Graph Database Low-Level Design: Native Graph Storage, Traversal Engine, and Cypher Query Execution

A graph database stores entities as nodes and relationships as edges, with properties on both. Unlike relational databases that simulate graphs via foreign key joins, native graph databases use index-free adjacency — direct physical pointers from each node to its adjacent relationships — enabling constant-time local neighbor access that does not degrade as the graph grows.

Native Graph Storage Model

In a native graph store, each record type is stored in its own file or store:

  • Node store: fixed-size records, each containing a pointer to the first relationship record and a pointer to the first property record.
  • Relationship store: each record contains src_node pointer, dst_node pointer, relationship type ID, pointers to the next/previous relationship for both the source and destination node (doubly-linked list per node), and a pointer to properties.
  • Property store: key-value pairs packed into property records, with overflow to a dynamic store for large values.
  • Label and type stores: token stores mapping label/type names to integer IDs for compact in-record storage.

Index-free adjacency means traversal follows physical pointers — when you expand a node's neighbors, the engine reads the first relationship record directly via the stored pointer and then follows the doubly-linked list without any index lookup. This makes the cost of a single hop O(degree) rather than O(log N) for a global index lookup.

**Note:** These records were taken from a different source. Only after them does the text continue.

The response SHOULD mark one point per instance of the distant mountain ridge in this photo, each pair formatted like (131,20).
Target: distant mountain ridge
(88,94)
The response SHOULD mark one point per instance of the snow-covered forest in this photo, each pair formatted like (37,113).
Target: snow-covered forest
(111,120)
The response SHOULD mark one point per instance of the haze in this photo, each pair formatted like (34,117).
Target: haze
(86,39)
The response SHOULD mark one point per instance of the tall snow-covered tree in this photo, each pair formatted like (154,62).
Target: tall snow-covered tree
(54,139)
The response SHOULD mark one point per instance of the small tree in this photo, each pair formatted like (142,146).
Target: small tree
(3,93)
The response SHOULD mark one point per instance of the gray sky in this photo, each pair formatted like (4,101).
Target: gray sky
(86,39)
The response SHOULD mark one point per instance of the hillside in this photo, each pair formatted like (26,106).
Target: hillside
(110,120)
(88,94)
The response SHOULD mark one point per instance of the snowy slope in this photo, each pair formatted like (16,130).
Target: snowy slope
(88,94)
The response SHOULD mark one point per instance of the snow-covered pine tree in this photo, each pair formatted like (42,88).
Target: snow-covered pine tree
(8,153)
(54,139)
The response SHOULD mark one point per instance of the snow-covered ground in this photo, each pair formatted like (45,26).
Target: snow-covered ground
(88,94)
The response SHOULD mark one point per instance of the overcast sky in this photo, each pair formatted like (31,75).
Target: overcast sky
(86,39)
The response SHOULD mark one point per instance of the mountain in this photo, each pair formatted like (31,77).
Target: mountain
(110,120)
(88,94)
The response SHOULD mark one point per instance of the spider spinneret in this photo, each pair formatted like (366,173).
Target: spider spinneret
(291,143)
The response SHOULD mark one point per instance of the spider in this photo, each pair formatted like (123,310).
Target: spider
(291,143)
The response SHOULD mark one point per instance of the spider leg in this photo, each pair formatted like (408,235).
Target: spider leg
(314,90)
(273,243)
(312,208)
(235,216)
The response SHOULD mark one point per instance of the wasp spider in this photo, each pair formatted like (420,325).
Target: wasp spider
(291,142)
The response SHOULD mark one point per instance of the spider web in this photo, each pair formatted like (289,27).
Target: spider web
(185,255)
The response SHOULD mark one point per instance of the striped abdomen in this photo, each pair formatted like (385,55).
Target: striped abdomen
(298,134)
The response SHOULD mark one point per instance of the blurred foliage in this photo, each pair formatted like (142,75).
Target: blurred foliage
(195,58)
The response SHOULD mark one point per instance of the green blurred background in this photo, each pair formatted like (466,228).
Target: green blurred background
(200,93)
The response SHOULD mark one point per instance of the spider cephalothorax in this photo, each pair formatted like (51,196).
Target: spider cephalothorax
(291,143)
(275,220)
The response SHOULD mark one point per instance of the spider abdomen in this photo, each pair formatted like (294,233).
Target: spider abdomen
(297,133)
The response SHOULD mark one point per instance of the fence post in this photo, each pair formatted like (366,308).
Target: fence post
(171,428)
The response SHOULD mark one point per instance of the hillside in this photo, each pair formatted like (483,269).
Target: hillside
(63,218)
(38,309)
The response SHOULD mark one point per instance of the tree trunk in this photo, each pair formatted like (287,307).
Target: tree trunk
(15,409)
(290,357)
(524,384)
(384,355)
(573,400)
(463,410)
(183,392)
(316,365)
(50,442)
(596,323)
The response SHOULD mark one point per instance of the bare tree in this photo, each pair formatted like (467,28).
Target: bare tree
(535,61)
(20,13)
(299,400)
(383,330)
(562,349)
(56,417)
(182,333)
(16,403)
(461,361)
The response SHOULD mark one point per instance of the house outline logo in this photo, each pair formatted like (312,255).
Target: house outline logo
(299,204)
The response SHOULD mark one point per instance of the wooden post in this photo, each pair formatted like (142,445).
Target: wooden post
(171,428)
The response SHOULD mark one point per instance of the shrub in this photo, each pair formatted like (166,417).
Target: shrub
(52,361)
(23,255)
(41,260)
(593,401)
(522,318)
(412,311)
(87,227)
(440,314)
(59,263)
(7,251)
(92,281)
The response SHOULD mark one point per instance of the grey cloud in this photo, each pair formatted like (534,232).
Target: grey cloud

Relationship Record Structure

RelationshipRecord {
    id:                  uint64
    src_node_id:         uint64
    dst_node_id:         uint64
    relationship_type:   uint32   // token ID
    src_prev_rel:        uint64   // doubly-linked list for src node
    src_next_rel:        uint64
    dst_prev_rel:        uint64   // doubly-linked list for dst node
    dst_next_rel:        uint64
    property_ptr:        uint64
    in_use:              bool
}

Traversal walks the linked list of relationships at a node — reading only the relationships of the node being expanded, not the full edge table.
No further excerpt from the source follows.